PETALING JAYA, July 28 ― Malaysia’s central bank cannot impose prolonged currency intervention to bolster the ringgit’s flagging performance, as it could eventually erode the country’s foreign reserves, a PKR man claimed today.

Dr Fahmi Ngah, the director of the party’s investment and trade bureau, acknowledged that there is a need for “some sort of intervention” in the short term but warned that prolonged intervention would eat away at the country’s foreign reserves.

“Concurrent with Bank Negara actions, we must take measures to counter the very negative perception of domestic and foreign investors,” he said at a news conference.

“The only positive way forward is to tackle corruption and stop the undue influence of politics in the economy,” Fahmi said.

Currency or foreign exchange intervention is a mechanism where a country’s central bank buys or sells their own domestic currency to raise or lower rates on the foreign exchange market.

The ringgit has been rated as the region’s worst performing currency over the first half of this year, with its value having dipped below the Asian Financial Crisis peg of 3.80 to a dollar.

Fahmi stressed that currency intervention is at best a short-term solution to prop up the local currency while the federal government works on more permanent solutions.

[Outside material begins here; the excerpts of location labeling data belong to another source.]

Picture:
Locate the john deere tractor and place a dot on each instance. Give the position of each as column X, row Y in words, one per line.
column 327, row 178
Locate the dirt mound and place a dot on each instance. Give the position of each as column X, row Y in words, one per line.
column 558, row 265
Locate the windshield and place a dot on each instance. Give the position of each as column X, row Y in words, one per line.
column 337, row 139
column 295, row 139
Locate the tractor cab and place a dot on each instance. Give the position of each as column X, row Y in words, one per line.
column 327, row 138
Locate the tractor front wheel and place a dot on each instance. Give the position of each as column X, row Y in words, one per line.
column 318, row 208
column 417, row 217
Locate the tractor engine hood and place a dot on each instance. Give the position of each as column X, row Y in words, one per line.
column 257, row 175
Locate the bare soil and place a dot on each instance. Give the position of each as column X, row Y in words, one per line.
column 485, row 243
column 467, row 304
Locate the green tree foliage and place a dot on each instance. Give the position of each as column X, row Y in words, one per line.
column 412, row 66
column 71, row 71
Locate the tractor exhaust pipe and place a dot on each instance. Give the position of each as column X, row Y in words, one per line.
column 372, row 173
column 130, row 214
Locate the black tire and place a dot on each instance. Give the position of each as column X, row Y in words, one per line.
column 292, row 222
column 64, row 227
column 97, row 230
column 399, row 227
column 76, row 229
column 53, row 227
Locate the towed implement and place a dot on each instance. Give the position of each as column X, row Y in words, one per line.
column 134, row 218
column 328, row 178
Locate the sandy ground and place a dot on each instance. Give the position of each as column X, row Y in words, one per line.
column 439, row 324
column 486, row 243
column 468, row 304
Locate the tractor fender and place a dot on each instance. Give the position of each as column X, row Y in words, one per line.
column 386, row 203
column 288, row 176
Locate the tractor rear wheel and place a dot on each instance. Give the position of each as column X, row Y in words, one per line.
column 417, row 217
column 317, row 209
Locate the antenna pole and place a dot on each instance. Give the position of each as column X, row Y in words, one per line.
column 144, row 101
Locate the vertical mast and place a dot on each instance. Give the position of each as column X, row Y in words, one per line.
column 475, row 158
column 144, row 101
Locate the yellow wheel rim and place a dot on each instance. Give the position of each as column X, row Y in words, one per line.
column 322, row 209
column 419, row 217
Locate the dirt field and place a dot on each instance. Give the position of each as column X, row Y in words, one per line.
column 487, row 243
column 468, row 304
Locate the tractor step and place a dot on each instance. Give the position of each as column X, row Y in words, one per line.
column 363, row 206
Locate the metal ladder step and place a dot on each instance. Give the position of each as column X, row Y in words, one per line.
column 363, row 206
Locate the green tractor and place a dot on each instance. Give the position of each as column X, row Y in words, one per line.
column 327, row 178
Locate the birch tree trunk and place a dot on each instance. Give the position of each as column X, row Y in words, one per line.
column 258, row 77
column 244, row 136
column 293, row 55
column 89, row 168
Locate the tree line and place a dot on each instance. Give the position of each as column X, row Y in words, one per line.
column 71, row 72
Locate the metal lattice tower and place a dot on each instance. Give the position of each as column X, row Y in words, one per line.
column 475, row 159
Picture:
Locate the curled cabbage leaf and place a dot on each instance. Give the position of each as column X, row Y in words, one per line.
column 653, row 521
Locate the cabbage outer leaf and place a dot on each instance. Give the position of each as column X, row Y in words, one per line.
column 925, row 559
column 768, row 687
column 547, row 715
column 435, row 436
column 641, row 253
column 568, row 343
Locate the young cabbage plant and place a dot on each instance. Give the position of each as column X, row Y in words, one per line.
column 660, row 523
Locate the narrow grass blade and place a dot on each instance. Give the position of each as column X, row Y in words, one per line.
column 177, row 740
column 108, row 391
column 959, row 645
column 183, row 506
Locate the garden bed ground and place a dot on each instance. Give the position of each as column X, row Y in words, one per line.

This includes taking urgent and decisive action to deal with the multi-billion ringgit 1Malaysia Development Berhad (1MDB) fiasco to restore confidence in Malaysia’s economy, he added.

Bureau chairman Wong Chen, meanwhile, urged Putrajaya to form a pre-crisis committee to deal with a possible repeat of the Asian financial crash of the late 1990s.

He noted that it is only makes sense to be prepared for any fiscal eventuality, even if Malaysia has not reached a crisis stage as of now.

“That's why we are asking for a pre-crisis committee to look at pre-emptive measures and that should involve the Treasury and the Bank Negara and the Associations of Banks to advice, not just the Cabinet but involve the Parliamentarians from the government and also from the Opposition,” he said.

The Malaysian Foreign Exchange reserves had plummeted to US$100.5 billion (RM383.3 billion) with the ringgit weakening to a 16-year low of 1 US dollar to RM3.81.

During the Asian Fiaancial crisis in 1998, Malaysia's foreign exchange reserves bottomed to USD 20 billion and 1 US dollar was pegged to RM3.80 in September 1998.